Inhoud
Dromende slaap, ook algemeen bekend als REM of snelle oogbewegingsslaap, is een van de twee basistoestanden van slaap. De andere basistoestand van de slaap is NREM-slaap of niet-snelle slaap met oogbewegingen.Dromende slaap valt op door de aanwezigheid van snelle oogbewegingen (REM). Dromen kunnen optreden tijdens de REM-slaapfase, daarom is het ook algemeen bekend als dromende slaap. Dromen komen meestal niet voor tijdens andere slaapsituaties.
Dromen Slaap
Dromerslaap is een diepe slaapfase met intense hersenactiviteit in de voorhersenen en middenhersenen. Het wordt gekenmerkt door het vermogen van dromen om te voorkomen, samen met de afwezigheid van motorische functies, met uitzondering van de oogspieren en het middenrif. Droomslaap vindt tijdens de slaap meerdere keren cyclisch plaats, maar omvat het kleinste deel van de slaapcyclus.
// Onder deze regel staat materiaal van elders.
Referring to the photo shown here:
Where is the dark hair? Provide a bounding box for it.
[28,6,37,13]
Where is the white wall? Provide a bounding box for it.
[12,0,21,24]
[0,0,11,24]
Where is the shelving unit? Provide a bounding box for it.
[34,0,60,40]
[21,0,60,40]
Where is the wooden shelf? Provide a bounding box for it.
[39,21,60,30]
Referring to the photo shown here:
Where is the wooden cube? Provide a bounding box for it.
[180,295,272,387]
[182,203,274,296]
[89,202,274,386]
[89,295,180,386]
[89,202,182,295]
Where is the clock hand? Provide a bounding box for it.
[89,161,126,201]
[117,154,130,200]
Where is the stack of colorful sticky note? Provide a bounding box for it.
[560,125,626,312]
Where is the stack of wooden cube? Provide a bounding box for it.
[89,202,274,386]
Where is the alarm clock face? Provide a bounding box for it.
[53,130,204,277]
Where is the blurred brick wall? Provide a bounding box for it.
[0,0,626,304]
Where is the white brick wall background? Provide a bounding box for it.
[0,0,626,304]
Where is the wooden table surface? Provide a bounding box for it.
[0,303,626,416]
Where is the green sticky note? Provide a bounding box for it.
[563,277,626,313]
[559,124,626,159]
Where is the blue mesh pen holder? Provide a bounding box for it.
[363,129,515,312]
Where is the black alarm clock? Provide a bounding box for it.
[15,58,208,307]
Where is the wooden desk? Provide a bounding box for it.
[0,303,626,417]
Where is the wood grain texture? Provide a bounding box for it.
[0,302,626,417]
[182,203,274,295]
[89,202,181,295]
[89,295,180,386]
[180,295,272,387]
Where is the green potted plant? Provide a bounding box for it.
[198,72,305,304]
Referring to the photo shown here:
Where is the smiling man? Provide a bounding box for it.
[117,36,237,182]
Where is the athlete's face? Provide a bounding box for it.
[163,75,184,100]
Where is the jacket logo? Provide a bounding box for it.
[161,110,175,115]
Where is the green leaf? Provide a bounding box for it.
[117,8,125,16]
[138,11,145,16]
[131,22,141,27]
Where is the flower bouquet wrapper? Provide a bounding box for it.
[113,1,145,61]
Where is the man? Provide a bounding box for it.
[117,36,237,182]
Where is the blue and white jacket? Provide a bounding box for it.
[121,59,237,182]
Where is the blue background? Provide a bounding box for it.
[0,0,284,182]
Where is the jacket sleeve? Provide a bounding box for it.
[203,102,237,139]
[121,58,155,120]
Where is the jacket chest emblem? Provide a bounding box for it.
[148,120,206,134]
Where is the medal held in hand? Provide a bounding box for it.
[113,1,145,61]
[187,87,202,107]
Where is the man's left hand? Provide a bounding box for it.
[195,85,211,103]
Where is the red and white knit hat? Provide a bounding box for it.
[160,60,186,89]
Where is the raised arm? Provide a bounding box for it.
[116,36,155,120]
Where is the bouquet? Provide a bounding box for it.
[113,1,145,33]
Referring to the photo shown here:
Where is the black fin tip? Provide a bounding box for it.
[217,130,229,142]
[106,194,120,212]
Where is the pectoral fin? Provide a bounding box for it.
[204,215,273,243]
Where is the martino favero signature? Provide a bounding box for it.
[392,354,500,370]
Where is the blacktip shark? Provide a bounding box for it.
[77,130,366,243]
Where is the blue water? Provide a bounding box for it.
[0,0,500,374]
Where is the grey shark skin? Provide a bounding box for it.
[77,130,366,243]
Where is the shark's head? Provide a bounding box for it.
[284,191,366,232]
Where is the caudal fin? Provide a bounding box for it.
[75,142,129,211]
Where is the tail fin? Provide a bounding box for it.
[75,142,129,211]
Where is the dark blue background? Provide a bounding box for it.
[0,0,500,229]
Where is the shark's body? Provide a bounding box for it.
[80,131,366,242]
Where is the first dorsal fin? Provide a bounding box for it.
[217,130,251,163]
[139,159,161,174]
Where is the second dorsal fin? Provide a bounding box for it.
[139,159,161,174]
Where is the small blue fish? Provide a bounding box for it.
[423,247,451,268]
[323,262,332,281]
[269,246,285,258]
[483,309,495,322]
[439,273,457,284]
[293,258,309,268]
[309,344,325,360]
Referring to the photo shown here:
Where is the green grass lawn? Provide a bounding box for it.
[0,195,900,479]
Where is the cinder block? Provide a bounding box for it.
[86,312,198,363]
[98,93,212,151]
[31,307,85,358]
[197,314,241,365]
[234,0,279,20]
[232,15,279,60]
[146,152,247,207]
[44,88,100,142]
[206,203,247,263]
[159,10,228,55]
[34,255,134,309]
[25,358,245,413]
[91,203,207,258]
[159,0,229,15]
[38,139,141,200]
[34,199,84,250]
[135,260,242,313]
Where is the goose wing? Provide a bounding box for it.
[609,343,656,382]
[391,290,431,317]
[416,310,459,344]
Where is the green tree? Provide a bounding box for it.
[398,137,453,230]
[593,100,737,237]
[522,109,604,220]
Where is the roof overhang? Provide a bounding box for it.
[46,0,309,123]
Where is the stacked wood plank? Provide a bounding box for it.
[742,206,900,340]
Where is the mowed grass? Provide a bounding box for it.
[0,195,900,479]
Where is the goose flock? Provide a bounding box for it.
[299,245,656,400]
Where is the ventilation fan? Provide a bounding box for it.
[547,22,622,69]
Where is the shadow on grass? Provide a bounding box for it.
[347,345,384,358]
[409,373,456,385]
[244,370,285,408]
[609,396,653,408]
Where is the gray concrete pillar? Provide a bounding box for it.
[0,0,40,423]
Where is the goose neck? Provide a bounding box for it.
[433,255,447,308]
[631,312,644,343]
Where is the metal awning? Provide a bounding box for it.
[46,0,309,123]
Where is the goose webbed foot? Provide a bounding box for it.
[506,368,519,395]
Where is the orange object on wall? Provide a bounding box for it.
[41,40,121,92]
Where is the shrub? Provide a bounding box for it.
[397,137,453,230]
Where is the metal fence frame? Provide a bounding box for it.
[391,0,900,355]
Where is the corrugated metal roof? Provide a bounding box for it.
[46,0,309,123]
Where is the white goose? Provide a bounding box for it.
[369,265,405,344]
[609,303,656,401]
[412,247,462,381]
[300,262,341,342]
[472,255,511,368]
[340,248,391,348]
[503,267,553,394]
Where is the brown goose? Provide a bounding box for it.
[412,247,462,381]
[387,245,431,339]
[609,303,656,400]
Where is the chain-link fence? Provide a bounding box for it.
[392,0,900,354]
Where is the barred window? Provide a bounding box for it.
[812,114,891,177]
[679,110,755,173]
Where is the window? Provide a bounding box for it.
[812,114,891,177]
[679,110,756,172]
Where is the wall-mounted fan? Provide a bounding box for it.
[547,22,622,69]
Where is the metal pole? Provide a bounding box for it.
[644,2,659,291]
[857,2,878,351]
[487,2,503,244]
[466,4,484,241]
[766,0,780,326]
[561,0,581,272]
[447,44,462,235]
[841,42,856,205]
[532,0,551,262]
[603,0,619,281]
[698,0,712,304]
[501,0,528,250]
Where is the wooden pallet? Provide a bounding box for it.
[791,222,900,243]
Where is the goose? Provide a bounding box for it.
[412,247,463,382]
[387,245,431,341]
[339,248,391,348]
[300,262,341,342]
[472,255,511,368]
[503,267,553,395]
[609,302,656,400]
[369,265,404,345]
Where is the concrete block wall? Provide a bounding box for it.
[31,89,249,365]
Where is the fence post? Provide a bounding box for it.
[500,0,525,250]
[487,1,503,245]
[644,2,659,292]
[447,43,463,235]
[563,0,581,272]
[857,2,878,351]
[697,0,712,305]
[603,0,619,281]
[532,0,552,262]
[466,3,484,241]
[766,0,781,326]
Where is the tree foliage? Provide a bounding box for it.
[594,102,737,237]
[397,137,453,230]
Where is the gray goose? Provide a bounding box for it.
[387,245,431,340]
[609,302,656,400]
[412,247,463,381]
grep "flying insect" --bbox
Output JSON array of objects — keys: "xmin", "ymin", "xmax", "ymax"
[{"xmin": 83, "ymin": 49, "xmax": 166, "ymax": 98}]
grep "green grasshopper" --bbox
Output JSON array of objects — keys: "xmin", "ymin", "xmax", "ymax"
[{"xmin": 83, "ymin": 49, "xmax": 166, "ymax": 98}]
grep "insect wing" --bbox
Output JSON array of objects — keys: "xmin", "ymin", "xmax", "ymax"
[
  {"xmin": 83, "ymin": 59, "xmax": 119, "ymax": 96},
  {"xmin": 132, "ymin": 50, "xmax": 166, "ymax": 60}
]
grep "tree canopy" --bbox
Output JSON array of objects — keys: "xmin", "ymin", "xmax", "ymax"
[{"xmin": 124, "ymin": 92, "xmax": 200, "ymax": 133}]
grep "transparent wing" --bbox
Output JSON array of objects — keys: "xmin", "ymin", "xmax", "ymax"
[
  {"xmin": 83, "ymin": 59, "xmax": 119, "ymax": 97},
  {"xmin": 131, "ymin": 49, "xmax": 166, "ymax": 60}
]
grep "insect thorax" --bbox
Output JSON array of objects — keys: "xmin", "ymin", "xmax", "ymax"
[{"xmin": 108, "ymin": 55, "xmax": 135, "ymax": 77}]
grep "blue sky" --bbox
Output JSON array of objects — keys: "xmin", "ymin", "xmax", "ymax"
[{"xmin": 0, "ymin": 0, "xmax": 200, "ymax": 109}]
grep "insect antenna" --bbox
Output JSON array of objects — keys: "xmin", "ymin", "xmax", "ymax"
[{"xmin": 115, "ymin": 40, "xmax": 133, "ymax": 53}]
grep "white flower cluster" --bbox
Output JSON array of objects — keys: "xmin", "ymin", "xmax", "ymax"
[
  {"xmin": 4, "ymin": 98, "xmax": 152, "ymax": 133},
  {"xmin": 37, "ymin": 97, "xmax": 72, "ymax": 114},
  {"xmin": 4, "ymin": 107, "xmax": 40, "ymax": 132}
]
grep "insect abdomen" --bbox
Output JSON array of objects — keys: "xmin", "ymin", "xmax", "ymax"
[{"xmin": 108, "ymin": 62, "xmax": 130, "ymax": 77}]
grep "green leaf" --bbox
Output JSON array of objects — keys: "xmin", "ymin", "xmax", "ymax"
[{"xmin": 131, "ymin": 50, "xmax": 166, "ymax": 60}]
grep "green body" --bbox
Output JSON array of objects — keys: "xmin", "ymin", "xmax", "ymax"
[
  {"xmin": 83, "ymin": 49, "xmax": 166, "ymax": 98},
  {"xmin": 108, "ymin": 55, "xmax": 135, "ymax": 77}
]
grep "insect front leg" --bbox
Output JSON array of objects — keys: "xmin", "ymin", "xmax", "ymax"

Tijdens de REM-slaap zijn er veranderingen in bloeddruk, hartslag en algehele ademhalingssnelheid. Ook tijdens de REM-slaap neemt de bloedstroom toe naar de hersenen, evenals naar de penis en clitoris, wat resulteert in stuwing. slaap is de diepste slaapstand, maar vormt niet het grootste deel van de slaapcyclus.
Niet-dromen slaap
Dromende slaap, of REM, is een van de twee basistoestanden van slaap. De andere basistoestand van de slaap is niet-snelle oogbewegingsslaap of NREM-slaap. NREM wordt ook niet-dromende slaap genoemd, omdat dromen niet optreden tijdens deze slaapstand. In tegenstelling tot REM-slaap, die slechts een enkele, diepe slaapfase is, bestaat NREM uit drie afzonderlijke fasen.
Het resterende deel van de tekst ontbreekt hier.